Frege critique l’idée selon laquelle l’arithmétique est un simple jeu de signes. Maintenant il y a dans cette critique quelque chose d’inexact, et il serait bien séduisant de poursuivre cet examen. Mais nous pourrions aussi adopter un tout autre point de vue. Nous pourrions dire : laissons tout à fait de côté la question de savoir si l’arithmétique est un jeu ou non. Une chose est claire : il doit y avoir ici une certaine parenté, car sinon personne ne serait arrivé à cette idée. Examinons donc une bonne fois le jeu ! Plaçons l’examen du jeu à côté de celui de l’arithmétique et laissons l’un jeter une lumière sur l’autre ! Soyons tout à fait justes, n’affirmons rien, et laissons au contraire les choses parler d’elles-mêmes !

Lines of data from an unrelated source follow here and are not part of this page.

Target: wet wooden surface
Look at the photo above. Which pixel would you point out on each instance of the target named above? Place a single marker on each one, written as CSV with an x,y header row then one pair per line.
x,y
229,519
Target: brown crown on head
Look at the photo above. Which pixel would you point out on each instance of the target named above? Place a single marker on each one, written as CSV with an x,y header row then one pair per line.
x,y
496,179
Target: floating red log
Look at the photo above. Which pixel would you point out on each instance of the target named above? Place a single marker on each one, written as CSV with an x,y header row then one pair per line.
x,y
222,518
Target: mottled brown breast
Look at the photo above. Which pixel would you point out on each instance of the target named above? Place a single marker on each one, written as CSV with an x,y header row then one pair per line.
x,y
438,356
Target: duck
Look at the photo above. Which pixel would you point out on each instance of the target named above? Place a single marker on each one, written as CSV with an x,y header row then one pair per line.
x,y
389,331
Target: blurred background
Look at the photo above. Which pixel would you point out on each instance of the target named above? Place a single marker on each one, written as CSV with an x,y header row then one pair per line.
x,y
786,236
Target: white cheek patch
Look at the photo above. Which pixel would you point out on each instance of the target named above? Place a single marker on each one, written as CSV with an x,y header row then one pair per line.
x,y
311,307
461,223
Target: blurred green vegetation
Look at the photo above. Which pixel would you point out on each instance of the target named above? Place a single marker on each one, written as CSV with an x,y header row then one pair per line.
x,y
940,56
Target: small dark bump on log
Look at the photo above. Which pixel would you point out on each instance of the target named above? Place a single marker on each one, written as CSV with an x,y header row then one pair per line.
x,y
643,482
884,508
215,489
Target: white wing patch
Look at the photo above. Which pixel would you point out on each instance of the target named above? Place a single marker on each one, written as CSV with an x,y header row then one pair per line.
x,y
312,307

Tel est le point de vue duquel nous voulons considérer le langage. Nous ne voulons pas dogmatiser mais laisser le langage être tel qu’il est et le mettre en parallèle avec une image grammaticale dont nous maîtrisons complètement les propriétés. Nous construisons pour ainsi dire un cas idéal mais sans la prétention qu’il s’accorde avec quoi que ce soit. Mais nous le construisons seulement en vue d’obtenir un schéma synoptique avec lequel comparer le langage, quelque chose comme un aspect qui n’affirme rien encore et qui n’est pas non plus faux[14].

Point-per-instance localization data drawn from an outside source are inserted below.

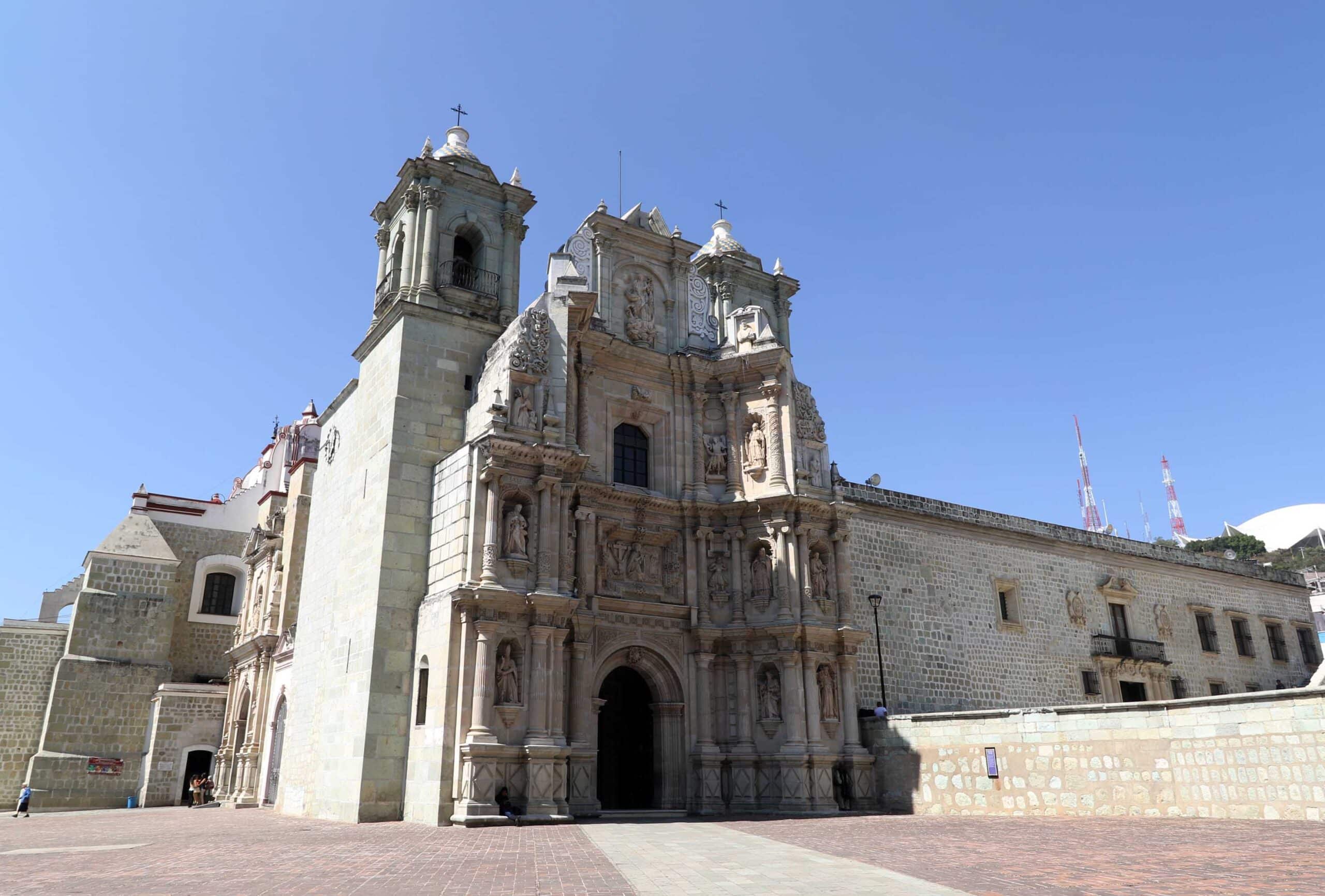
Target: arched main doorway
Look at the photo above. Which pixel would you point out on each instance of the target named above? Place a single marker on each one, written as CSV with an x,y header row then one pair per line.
x,y
626,741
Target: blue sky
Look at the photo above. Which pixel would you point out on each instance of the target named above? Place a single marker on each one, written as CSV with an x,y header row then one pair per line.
x,y
1001,215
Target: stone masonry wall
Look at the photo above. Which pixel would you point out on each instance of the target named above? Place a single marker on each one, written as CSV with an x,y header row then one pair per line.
x,y
28,658
945,646
183,716
1238,756
198,649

Remarquons dans cette citation que c’est le souci d’éviter le dogmatisme qui constitue la caractéristique la plus importante de ce « point de vue entièrement différent » dans lequel les images grammaticales et les jeux sont utilisés comme des objets de comparaison. Wittgenstein a fait en 1937 la remarque suivante :

La seule façon, veux-je dire, dont nous puissions éviter que nos prétentions ne soient injustifiées, ou vides, consiste à regarder l’idéal, dans notre activité théorique, pour ce qu’il est, c’est-à-dire comme un objet de comparaison — pour ainsi dire comme étalon —, au lieu d’en faire un préjugé auquel tout doit se conformer. C’est en cela en effet que consiste le dogmatisme, dans lequel la philosophie tombe si aisément[15].

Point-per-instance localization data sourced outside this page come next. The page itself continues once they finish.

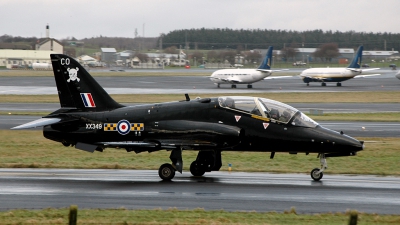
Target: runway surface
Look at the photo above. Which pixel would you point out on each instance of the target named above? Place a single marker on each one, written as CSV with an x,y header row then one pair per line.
x,y
304,107
199,85
355,129
138,189
142,189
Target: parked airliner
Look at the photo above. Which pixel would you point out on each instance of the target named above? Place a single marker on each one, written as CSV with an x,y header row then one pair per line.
x,y
337,74
246,76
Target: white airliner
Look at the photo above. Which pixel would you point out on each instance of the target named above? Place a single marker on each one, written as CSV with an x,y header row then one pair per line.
x,y
337,74
246,76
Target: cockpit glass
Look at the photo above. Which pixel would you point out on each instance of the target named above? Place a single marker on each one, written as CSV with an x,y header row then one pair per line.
x,y
302,120
277,112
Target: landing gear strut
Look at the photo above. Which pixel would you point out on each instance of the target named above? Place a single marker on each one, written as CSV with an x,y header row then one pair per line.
x,y
206,161
167,171
317,174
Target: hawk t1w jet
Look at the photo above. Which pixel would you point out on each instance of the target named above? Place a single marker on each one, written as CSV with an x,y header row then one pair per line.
x,y
337,74
91,120
246,76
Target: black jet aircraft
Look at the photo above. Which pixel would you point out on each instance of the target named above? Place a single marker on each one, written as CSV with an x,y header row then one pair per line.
x,y
91,120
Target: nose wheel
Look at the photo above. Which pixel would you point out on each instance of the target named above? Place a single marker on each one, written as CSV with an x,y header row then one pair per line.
x,y
166,171
317,174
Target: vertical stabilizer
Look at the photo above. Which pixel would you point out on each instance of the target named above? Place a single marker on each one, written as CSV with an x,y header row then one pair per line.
x,y
77,88
356,62
266,63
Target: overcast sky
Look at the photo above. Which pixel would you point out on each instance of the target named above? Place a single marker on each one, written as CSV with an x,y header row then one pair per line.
x,y
120,18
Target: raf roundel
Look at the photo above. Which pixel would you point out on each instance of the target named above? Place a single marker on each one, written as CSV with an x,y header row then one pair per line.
x,y
123,127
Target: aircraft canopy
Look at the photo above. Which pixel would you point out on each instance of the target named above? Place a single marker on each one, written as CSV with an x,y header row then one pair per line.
x,y
267,108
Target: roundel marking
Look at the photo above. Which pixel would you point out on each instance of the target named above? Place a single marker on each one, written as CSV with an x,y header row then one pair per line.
x,y
123,127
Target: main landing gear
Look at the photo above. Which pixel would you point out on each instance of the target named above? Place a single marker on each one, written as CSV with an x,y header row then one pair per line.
x,y
167,171
206,161
317,174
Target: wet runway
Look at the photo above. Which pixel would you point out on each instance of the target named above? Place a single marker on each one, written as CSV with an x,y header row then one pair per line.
x,y
199,85
142,189
138,189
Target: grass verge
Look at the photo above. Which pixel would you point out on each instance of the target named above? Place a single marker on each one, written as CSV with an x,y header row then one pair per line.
x,y
29,149
196,216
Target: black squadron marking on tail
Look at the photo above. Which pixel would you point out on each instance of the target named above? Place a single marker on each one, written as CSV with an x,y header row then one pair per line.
x,y
90,120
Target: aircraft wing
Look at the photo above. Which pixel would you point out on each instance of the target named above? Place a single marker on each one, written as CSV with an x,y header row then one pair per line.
x,y
160,144
37,123
367,75
270,71
229,80
277,77
362,70
314,79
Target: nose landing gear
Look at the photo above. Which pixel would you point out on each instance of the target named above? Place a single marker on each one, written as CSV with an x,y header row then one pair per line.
x,y
317,174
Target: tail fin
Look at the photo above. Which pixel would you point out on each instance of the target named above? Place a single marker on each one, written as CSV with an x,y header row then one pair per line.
x,y
356,63
266,63
77,88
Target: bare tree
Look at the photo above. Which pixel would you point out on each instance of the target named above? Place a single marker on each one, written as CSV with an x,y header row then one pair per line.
x,y
212,56
327,51
197,56
229,56
288,53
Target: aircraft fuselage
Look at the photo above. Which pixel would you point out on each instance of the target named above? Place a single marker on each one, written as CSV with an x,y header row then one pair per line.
x,y
328,74
238,76
170,125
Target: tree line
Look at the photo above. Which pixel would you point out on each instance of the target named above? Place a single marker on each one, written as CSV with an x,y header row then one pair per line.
x,y
242,39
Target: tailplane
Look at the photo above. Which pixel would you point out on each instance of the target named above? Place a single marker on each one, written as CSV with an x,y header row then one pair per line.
x,y
77,88
356,62
266,63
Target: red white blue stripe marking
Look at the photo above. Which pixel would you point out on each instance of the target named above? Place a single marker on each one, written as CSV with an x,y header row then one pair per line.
x,y
123,127
88,100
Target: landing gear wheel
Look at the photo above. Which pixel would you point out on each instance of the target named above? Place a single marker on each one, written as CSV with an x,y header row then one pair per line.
x,y
166,171
315,175
196,170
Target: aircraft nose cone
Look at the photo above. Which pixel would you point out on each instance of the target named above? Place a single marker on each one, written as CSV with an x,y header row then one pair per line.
x,y
339,142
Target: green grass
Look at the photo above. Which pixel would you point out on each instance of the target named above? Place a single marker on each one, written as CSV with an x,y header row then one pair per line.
x,y
195,216
29,149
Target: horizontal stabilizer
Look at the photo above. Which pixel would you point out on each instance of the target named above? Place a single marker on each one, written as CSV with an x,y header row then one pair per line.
x,y
368,75
37,123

Mais Wittgenstein avait déjà fait essentiellement la même remarque, en plus détaillée, au mois d’août 1931, dans le cadre d’une comparaison entre son approche et celle d’Oswald Spengler en histoire des cultures :

Spengler serait mieux compris s’il disait : Je compare différentes périodes culturelles à la vie de plusieurs familles ; à l’intérieur d’une famille il y a un air de famille, tandis qu’il y a aussi une ressemblance entre des membres de familles différentes ; mais l’air de famille se distingue de cette autre ressemblance par tel et tel caractère, etc. Je veux dire : l’objet de comparaison, l’objet dont est tirée la façon de voir les choses, doit nous être indiqué, afin d’éviter que des inexactitudes ne se glissent sans cesse dans la discussion. Faute de quoi tout ce qui vaut pour le paradigme de la théorie, on le prétendra valable volens nolens également pour l’objet dont on fait la théorie, et l’on prétendra qu’« il doit toujours… »

Or cela vient de ce que l’on cherche à s’appuyer dans la théorie elle-même sur les caractéristiques du paradigme. Mais du fait que l’on mélange paradigme et objet, on se voit contraint d’attribuer dogmatiquement à l’objet ce qui ne doit caractériser que le paradigme. On croit par ailleurs que la théorie n’aurait pas l’universalité qu’on veut lui donner si elle ne s’accordait vraiment qu’avec le premier cas. Mais le paradigme doit justement être proposé comme tel ; c’est-à-dire comme caractérisant toute la théorie, dont il détermine la forme. Il est par conséquent au sommet, et s’il est universel, c’est parce qu’il détermine la forme de la théorie, et non parce que tout ce qui vaut pour lui, et pour lui seul, devrait être énoncé de tous les objets de la théorie.

On devrait donc poser à toutes les prétentions hyperboliques, dogmatisantes, la question suivante : qu’y a-t-il donc là d’effectivement vrai ? Ou encore : dans quel cas cela est-il donc effectivement valable[16] ?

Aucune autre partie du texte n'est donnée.